Calls for innovation in the vehicle logistics sector can often be found on the pages of this magazine and at our conferences. Executives from OEMs and providers regularly accuse one another of being too entrenched in established practices and too proprietary about their own data.

But what does innovation in this sector look like? Many focus on IT, equipment and collaboration. Some want tracking technology to pinpoint a car’s location at any given point in time, or at least approximate such precision. New equipment has been developed that can help move between modes of transport, and even convert to carry different types of freight (such as a car or a container). Finally, many experts discuss the need for ‘silo-breaking’ initiatives across supply chain departments, suppliers and even competitors.

There are many examples where the above areas have been pursued with success or failure. In all likelihood, these are the sorts of developments that will still be debated for another decade as they evolve. But there is also innovation that can be implemented quickly and with fast payoffs. The Volkswagen Group has demonstrated a number of these with a focus on shifting more volume onto rail and multimodal transport flows, as well as reducing holding times.

The group is proving that it can meet its logistics targets, including reducing emissions and order-to-deliver cycles, as well as it can meet sales targets. Andrea Eck, general manager for outbound, describes the successful application of new concepts (p22) which include the introduction 2 of ‘regional hubs’ where the group aggregates vehicles into block trains or full truckloads. With cars held at these stations for a matter of hours before shipping, the hubs are as close to a crossdock as anything that exists in the outbound sphere. Their rollout across Europe is helping to improve fill rates and move more vehicles by rail.
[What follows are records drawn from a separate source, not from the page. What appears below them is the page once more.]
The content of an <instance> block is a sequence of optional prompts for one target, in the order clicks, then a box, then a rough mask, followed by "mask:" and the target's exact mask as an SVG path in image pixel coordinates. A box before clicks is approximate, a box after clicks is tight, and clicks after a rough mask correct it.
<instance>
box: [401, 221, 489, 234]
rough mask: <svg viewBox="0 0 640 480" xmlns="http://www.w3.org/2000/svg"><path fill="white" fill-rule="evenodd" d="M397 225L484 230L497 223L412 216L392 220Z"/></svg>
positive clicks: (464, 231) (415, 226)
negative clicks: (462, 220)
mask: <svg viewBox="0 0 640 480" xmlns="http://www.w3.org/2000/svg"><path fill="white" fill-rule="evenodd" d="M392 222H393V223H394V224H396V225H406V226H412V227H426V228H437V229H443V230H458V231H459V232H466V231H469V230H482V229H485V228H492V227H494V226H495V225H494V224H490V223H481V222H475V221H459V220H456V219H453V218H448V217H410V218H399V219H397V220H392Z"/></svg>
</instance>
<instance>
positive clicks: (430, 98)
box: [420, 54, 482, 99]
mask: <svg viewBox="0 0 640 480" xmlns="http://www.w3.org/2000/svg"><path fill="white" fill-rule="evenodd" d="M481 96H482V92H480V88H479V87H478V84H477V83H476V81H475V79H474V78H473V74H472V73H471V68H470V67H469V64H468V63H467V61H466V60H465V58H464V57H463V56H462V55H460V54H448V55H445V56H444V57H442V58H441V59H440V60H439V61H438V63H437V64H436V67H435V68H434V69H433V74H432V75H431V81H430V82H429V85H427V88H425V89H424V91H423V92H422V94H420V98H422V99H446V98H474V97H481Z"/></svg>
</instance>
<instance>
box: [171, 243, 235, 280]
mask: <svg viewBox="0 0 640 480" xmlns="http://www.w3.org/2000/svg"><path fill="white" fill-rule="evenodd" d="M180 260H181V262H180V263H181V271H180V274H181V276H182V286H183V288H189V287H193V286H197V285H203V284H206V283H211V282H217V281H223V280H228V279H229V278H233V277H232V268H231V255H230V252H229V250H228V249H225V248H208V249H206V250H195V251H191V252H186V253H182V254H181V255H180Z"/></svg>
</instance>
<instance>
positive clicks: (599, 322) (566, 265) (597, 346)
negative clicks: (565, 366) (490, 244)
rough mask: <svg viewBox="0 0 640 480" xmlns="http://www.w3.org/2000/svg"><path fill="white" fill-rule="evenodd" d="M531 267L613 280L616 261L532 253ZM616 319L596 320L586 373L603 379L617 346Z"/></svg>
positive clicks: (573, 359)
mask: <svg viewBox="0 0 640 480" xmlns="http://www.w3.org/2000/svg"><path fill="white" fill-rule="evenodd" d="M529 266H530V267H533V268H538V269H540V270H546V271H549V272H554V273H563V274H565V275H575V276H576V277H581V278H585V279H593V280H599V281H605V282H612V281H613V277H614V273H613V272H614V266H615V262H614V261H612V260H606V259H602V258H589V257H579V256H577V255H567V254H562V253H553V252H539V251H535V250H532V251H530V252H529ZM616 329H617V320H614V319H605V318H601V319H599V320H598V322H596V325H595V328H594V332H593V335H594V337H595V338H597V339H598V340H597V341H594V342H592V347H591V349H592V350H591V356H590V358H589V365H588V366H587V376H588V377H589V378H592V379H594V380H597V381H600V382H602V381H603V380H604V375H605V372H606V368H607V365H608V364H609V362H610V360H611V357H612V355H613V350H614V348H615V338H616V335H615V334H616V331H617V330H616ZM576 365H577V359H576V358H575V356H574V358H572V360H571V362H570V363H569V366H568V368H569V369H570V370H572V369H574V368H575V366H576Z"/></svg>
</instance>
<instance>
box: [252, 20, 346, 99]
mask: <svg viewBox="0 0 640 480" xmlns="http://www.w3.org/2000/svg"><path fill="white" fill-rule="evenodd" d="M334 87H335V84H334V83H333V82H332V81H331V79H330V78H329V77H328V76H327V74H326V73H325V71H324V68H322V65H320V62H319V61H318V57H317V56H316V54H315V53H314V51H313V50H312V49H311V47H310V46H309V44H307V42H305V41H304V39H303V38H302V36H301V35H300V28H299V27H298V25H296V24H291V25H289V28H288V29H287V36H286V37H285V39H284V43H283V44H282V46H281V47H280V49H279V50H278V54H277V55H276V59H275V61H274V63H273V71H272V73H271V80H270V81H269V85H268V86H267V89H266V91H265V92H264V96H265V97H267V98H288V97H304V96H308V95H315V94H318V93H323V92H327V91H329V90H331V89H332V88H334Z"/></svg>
While mindful of the increasing complexity of the group’s distribution network, Volkswagen seems willing to apply methods in its vehicle logistics that might still be in the conceptual phase for other OEMs.
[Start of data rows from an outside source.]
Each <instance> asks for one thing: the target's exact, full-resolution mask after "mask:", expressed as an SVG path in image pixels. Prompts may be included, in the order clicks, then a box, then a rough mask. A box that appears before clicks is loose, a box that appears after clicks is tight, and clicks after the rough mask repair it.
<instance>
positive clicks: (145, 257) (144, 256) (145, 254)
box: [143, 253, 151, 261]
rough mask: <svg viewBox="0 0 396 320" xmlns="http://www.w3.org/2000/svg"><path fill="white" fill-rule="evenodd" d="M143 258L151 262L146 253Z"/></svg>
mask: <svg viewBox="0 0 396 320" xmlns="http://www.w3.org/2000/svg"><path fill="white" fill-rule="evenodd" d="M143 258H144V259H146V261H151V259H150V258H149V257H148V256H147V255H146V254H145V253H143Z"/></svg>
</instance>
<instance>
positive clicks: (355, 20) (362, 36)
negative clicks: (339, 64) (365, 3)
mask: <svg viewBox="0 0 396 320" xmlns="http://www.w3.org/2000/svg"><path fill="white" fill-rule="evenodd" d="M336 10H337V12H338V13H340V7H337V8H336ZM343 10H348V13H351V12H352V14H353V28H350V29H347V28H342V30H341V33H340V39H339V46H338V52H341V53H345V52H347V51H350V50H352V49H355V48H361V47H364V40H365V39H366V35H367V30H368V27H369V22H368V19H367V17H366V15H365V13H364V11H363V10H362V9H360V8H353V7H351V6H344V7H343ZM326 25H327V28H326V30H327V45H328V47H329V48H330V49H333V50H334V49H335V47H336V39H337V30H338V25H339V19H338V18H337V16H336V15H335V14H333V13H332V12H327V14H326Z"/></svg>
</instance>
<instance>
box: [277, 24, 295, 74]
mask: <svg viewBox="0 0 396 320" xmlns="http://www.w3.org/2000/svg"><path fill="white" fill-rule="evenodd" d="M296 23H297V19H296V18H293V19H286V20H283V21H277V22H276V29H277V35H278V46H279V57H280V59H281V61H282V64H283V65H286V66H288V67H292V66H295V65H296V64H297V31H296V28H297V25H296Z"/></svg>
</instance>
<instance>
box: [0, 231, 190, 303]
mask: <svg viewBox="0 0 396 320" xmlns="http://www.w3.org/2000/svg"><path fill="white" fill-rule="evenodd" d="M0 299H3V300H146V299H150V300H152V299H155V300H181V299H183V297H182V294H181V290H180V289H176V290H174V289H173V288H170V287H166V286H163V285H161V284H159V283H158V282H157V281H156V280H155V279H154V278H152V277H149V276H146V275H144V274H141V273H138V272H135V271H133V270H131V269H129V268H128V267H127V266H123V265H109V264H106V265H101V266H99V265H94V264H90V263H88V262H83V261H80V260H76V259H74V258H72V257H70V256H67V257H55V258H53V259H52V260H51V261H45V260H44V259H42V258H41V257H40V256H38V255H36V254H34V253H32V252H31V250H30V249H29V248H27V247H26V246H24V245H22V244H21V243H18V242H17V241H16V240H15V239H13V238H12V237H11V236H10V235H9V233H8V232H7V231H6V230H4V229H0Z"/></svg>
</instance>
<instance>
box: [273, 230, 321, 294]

Is the group really that far ahead? Perhaps it’s the momentary shine that shimmers on the day’s most successful companies; or the perception of highly efficient and wellengineered German planning (a stereotype that oft-late German passenger trains disprove if you spend enough time in the country – it’s the Swiss trains that are never late). Nevertheless, the group is, at least in Europe, taking the lead in putting new ideas into practice. The good news is that these are ideas that the entire industry can apply.